WEA Supreme Court decision: 1 year later

Sound Off is a public forum. Articles are selected from letters to the editor or may be written specifically for this feature. Today, Michael Reitz, general counsel for the Evergreen Freedom Foundation recalls last summer’s U.S. Supreme Court ruling regarding the state teacher’s union practice of using money taken involuntarily from member dues to fund political activities, and elaborates on where the case stands now.

June 14, 2007. Our day started early that Thursday morning. We were expecting a ruling from the U.S. Supreme Court in our case against the Washington Education Association (WEA), and we knew the decision would come down this week or the next.

As I waited tensely at my desk, the alert flashed on the computer screen.

I grabbed the phone and buzzed (Evergreen Freedom Foundation Executive Director) Bob Williams. “Bob, we won. Unanimous.”

“Good,” he said, and hung up.

The rest of the day was a blur. We spent the first hour scouring the Supreme Court’s opinion. We sent out hundreds of e-mails, several press releases, and did radio interviews all day long.

We rushed to Seattle for a press conference and talked to numerous national newspapers. The question on everyone’s mind: “What does it mean?”

That day was the culmination of an intense year bringing the case to the Supreme Court. Today, having celebrated the one-year anniversary of the ruling, we’ve had time to reflect on the impact.

We’ve also been able to observe the slow pace of justice as the cases now work their way through state court.

In 2001 the WEA was found guilty of violating a law that required unions to get permission from nonmembers before using their mandatory dues for political activity. The cases eventually came before the U.S. Supreme Court.

In January 2007, several EFF staffers went to Washington, D.C., to witness the oral arguments. Thanks to donations from EFF members, we were accompanied by nearly 40 teachers from around the country.

What a day that was. After the hearing, we walked down the Supreme Court steps, cautiously optimistic that victory was ours.

And five months later, it was.

On June 14, 2007, the U.S. Supreme Court unanimously upheld the law as constitutional. The Court specifically addressed our centerpiece argument — unions have no constitutional entitlement to the paychecks of workers.

The Supreme Court’s ruling accomplished several things. The justices affirmed that it is constitutional to require unions to ask employees before taking their money for politics.

Similar laws on the books were protected from challenge. And the decision ensured the WEA would be held accountable for its past violations of the law.

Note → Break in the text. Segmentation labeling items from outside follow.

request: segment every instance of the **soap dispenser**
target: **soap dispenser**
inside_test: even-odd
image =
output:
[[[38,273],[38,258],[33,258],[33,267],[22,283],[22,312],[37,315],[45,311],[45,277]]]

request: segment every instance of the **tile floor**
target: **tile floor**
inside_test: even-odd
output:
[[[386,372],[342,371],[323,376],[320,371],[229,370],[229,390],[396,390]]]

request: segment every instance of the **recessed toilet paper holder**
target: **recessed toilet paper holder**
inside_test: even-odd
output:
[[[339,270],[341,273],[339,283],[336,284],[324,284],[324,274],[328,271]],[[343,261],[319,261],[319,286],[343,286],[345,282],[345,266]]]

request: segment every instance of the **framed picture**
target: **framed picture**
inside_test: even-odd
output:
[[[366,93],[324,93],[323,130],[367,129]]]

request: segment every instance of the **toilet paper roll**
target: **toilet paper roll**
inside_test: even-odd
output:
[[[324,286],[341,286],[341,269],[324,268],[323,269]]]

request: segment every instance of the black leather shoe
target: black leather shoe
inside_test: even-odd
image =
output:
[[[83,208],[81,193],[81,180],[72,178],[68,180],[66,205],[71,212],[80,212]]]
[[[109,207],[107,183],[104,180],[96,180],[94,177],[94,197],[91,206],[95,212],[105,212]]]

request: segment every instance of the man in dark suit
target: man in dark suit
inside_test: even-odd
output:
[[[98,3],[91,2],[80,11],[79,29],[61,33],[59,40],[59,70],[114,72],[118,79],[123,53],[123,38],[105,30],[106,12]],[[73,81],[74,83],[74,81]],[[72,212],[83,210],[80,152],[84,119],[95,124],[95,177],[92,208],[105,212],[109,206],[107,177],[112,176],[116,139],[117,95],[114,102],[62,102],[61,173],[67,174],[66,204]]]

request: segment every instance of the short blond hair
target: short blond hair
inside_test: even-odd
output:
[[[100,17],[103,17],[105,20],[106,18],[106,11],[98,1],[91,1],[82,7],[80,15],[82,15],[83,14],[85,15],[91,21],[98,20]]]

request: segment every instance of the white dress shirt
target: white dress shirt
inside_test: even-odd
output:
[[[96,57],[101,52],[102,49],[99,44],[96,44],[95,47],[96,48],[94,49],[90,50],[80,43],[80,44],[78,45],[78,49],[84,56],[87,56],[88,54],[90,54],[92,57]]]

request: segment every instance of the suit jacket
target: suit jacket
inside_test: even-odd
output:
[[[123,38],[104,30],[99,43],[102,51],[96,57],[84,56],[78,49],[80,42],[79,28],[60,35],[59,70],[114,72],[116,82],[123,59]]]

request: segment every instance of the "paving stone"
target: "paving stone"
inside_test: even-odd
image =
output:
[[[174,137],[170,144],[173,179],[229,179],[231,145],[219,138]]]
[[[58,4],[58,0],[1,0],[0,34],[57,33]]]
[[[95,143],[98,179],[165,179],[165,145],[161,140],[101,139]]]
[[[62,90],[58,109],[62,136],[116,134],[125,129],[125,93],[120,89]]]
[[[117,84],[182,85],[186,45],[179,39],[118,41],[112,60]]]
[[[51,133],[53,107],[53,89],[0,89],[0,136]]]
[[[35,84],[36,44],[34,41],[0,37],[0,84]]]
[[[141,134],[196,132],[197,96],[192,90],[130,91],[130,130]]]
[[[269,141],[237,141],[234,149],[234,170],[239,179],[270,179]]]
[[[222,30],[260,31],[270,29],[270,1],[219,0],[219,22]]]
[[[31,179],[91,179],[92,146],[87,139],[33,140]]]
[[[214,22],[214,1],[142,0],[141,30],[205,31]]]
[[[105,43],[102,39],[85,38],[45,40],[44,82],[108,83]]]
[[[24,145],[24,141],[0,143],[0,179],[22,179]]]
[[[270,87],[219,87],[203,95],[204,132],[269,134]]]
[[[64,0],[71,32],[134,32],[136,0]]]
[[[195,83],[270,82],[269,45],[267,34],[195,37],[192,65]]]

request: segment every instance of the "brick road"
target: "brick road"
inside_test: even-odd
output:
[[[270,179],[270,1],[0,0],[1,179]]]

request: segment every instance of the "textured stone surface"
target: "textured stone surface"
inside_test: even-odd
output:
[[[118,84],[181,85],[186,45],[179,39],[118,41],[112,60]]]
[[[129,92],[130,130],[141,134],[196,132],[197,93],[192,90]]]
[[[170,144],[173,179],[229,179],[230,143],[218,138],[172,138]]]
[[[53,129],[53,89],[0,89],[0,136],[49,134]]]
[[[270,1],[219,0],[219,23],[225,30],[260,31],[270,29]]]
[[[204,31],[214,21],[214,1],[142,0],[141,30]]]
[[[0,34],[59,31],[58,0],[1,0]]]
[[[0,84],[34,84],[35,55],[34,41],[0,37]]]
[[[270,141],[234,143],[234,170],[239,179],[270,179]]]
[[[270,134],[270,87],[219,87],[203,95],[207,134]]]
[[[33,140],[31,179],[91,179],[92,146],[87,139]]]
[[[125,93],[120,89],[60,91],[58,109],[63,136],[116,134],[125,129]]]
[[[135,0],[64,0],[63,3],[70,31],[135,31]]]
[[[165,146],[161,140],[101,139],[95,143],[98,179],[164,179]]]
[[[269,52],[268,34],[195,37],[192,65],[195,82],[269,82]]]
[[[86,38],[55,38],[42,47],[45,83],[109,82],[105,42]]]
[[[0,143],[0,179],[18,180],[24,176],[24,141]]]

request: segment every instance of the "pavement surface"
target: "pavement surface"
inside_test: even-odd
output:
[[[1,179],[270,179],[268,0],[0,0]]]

The ruling also indicated a possible shift in the Court’s treatment of labor unions. Justice Antonin Scalia, writing for the Court, noted the “enormous power” unions exercise over public employees — having the ability to “tax” them for representation.

But Scalia said this entitlement is statutory —  not a constitutional right — and can be rescinded or regulated by state legislators.

Unions, he said, have “no constitutional entitlement” to the money of workers who do not want to join. This language provides an opening for free-market advocates who want to give workers a choice about union dues.

The unanimous decision from the Supreme Court set off a wave of criticism of the WEA’s coercive tactics.

All told, more than 125 editorials and columns were written about the case.

Only one piece supported the union — and it was written by the WEA president.

Unfortunately, the WEA returned from the Supreme Court hearing and convinced the Washington Legislature to pass a bill that reduced the effectiveness of the law moving forward. We vehemently opposed the bill, which passed despite objections from the attorney general and criticism from most of the state’s major newspapers.

Where are we today?

After the ruling, both cases were remanded back to Washington courts for final resolution. Having prevailed at the Supreme Court, the state sought to impose the original penalty on the WEA, and also requested that the union pay the state’s cost of bringing the appeal to the Supreme Court.

Another key issue is how the union will comply with the law after the Legislature’s amendment.

As of this writing, the WEA and the Office of the Attorney General are negotiating a settlement to resolve these issues.

The teacher class-action lawsuit (Davenport) is on a slightly different track. The WEA argued that many issues had yet to be resolved, and the Washington Supreme Court agreed to send the case down to the Court of Appeals.

The Court of Appeals heard arguments in February. The WEA requested that the teachers’ case be dismissed, arguing that while the law at issue may be constitutional, it does not allow teachers to recover money that was improperly taken and spent.

Attorney Steve O’Ban, representing the teachers, argued that teachers should indeed be entitled to a return of the money the WEA misspent.

We are now awaiting a ruling from the Court of Appeals to determine the next steps.

What’s our destination?

In the months following the victory at the U.S. Supreme Court, we have been able to evaluate the impact of the case, and more importantly, we’ve discussed the goals that motivate us.

The objective is to ensure that employees have a choice about union membership and political spending. Every union dollar spent on politics should come from a voluntary donor.

We want to ensure that government does not mandate union representation for workers. And employees deserve information about how unions spend their money.

When unions are left to attract and retain satisfied customers non-coercively, the market will determine whether they provide a needed service.

The Davenport ruling was an important victory along the way, and will be used as a platform to launch other reforms.